Oscar-winning filmmaker Jonathan Demme died today at the age of 73. And while he made many indelible films, there was never any such thing as a “Demme style” — instead, he made movies that served the stories he was telling, staying out of the way and letting his actors shine. But whether it was concert films (Stop Making Sense), thrillers (The Silence of the Lambs), comedies (Something Wild) or dramas (Philadelphia), his movies always had deep affection for their characters. Even if it was a madman like Hannibal Lecter, Demme’s tendency was to display a nonjudgmental tone toward their monstrousness.
Demme’s skill and kindness might be best evidenced in 2008’s Rachel Getting Married, in which he crafted a graceful ensemble film much in the spirit of Robert Altman. The movie starred Anne Hathaway as Kym, a drug addict who leaves rehab after nine months to go to her sister Rachel’s (Rosemarie DeWitt) wedding to Sidney (TV on the Radio frontman Tunde Adebimpe). Everyone gathered for the big day is happy to celebrate Rachel and Sidney’s love, but they’re wary of Kym, who sees the upcoming nuptials as a chance to make amends to her family for being such a colossal screw-up. Her plan does not go well.
Rachel Getting Married features a little bit of everything that interested Demme — dark humor, drama, music, the challenge of finding a community that will accept you — and it’s littered with great performances, including Bill Irwin and Debra Winger as Kym and Rachel’s divorced parents. But the movie also plays as the perfect intersection of Demme’s strengths, combining the anything-goes spirit of his 1980s comedies (e.g., Something Wild and Married to the Mob) with the more mature style he developed in the 1990s (e.g., Philadelphia and Beloved) — and then adding a dash of the handheld, low-budget scrappiness that marked his early career (e.g., Roger Corman productions such as Fighting Mad).

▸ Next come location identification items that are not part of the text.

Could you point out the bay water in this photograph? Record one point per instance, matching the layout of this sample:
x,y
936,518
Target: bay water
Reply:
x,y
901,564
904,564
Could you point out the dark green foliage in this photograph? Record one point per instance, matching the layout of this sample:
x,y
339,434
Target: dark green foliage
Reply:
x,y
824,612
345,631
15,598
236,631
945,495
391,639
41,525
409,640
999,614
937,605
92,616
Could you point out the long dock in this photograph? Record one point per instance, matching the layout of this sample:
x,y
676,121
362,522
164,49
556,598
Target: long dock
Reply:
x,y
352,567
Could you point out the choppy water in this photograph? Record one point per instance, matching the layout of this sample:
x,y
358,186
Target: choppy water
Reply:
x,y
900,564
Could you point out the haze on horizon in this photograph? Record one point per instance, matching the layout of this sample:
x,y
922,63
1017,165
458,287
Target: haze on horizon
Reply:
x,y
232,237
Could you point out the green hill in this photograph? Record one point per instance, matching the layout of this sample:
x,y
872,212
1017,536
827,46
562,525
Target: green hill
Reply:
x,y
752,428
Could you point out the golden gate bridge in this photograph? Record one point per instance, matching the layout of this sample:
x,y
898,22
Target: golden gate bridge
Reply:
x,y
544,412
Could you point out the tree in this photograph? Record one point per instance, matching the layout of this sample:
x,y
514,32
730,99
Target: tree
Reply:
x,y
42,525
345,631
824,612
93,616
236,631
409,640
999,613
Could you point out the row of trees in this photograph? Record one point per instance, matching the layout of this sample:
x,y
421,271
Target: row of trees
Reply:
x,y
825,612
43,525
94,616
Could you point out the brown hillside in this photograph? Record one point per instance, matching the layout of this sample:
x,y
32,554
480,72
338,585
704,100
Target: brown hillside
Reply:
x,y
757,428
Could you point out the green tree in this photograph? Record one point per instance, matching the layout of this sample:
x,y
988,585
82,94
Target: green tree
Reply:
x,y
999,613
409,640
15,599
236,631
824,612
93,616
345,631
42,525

Plus, the film is consistently insightful about the rambling, effusive chaos that consumes most weddings in the days leading up to the ceremony. Kym is the most troubled of the group, trying to make up for her terrible past behavior — including a tragic family secret. But just about everyone we meet in Rachel Getting Married has his or her own problems, and Demme was curious enough to let these individuals have their moment, too. Kym’s big-softie father remains sympathetic to his black-sheep daughter, while Winger’s character seems to have been permanently traumatized by Kym. And then there’s Rachel, who doesn’t understand why her loser sister gets to command center stage at a time when she ought to be the focus of everyone’s attention. This is a bitter family trying to pretend to be a happy one — just like all the others we’ve ever met in the world.
Still, per Demme’s M.O., no one comes across as a monster—even Kym. And so, while love doesn’t conquer all in Rachel Getting Married, Demme has a big enough heart to hope for the best for his flawed, basically decent characters. That big heart is just one reason filmgoers will miss him and his movies.